Integration of a dataset
The main instructions that describe the process of the integration of a new data set: from analysis, implementation of receiving PUSH data/periodic download of PULL data, transformation and storing in the database, to publishing and exposing an output API from the data.
1. Analysis of a data set
- The process of acquiring data (PULL, PUSH)
- The type and size of data
- The format of storage and target DB (mongo, postgresql)
2. Creating schemas for a data set (Schema Definitions)
- git repo: gitlab.com/operator-ict/golemio/code/schema-definitions-public
- Creating schemas by the nature of data (input or data source schema, output schema, history schema, etc.)
- Creating a migration of the DB (new tables, indexes)
3. Input Gateway
- git repo: https://gitlab.com/operator-ict/golemio/code/input-gateway
- This step is needed only if the data is sent actively from the source (PUSH)
- Creating an endpoint for receiving data
- Validation of incoming data
- Sending data to the queue
- Documentation (OpenAPI)
See: gitlab.com/operator-ict/golemio/code/input-gateway/blob/master/docs/new_dataset_integration.md.
4. Integration Engine
- git repo: gitlab.com/operator-ict/golemio/code/integration-engine
- Creating transformation of data, e.g.:
modules/NewDataset/NewDatasetTransformation.ts
- Creating a worker, e.g.:
modules/NewDataset/NewDatasetWorker.ts
- Adding a record to
queueDefinitions.ts
- Defining a data source in the worker, only if it is necessary to actively download the data (PULL)
- Defining a model in the worker
- Implementation of methods for processing messages from the queues, the whole logic
- Test writing
- Documentation (
docs/datasets.md
)
See: gitlab.com/operator-ict/golemio/code/integration-engine/blob/master/docs/new_dataset_integration.md.
5. Definition of a cron task
- git repo: gitlab.com/operator-ict/golemio/code/cron-tasks
- Only if it is necessary to actively download the data (PULL)

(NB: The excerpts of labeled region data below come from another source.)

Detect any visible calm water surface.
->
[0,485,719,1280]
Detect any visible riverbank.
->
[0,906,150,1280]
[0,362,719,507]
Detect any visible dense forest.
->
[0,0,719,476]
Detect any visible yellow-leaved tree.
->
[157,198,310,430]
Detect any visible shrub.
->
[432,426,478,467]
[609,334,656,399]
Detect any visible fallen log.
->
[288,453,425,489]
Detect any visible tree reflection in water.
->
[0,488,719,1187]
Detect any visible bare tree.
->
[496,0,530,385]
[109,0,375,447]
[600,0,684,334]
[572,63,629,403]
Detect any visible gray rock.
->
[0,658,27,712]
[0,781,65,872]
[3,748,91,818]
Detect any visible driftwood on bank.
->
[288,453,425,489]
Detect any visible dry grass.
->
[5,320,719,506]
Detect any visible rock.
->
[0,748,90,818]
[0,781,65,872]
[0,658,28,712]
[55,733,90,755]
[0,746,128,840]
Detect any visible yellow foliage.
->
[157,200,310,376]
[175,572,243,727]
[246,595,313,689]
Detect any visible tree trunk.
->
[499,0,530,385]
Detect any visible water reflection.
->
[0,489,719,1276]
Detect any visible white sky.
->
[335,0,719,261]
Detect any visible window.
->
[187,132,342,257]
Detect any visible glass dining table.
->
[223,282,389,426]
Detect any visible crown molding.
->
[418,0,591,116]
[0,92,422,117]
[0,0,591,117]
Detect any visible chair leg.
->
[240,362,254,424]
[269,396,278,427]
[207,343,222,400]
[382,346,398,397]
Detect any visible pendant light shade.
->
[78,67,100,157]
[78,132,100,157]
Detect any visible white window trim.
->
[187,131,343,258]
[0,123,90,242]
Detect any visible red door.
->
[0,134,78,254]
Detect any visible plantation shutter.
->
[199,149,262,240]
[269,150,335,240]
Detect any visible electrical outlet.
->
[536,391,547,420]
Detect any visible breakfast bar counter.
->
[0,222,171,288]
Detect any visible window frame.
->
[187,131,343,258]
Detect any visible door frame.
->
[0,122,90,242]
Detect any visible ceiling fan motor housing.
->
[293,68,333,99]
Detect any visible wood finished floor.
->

- Defining the periodicity and the queue for sending messages from the cron
- Send the definition to DevOps
6. Output Gateway
- git repo: gitlab.com/operator-ict/golemio/code/output-gateway
- Creating routes for the data set
- Definition of all the filters, limits, etc. by the nature of data
- Definition of data enrichment (linking) by the nature of data
- Documentation (OpenAPI)
See: gitlab.com/operator-ict/golemio/code/output-gateway/blob/master/docs/new_dataset_integration.md.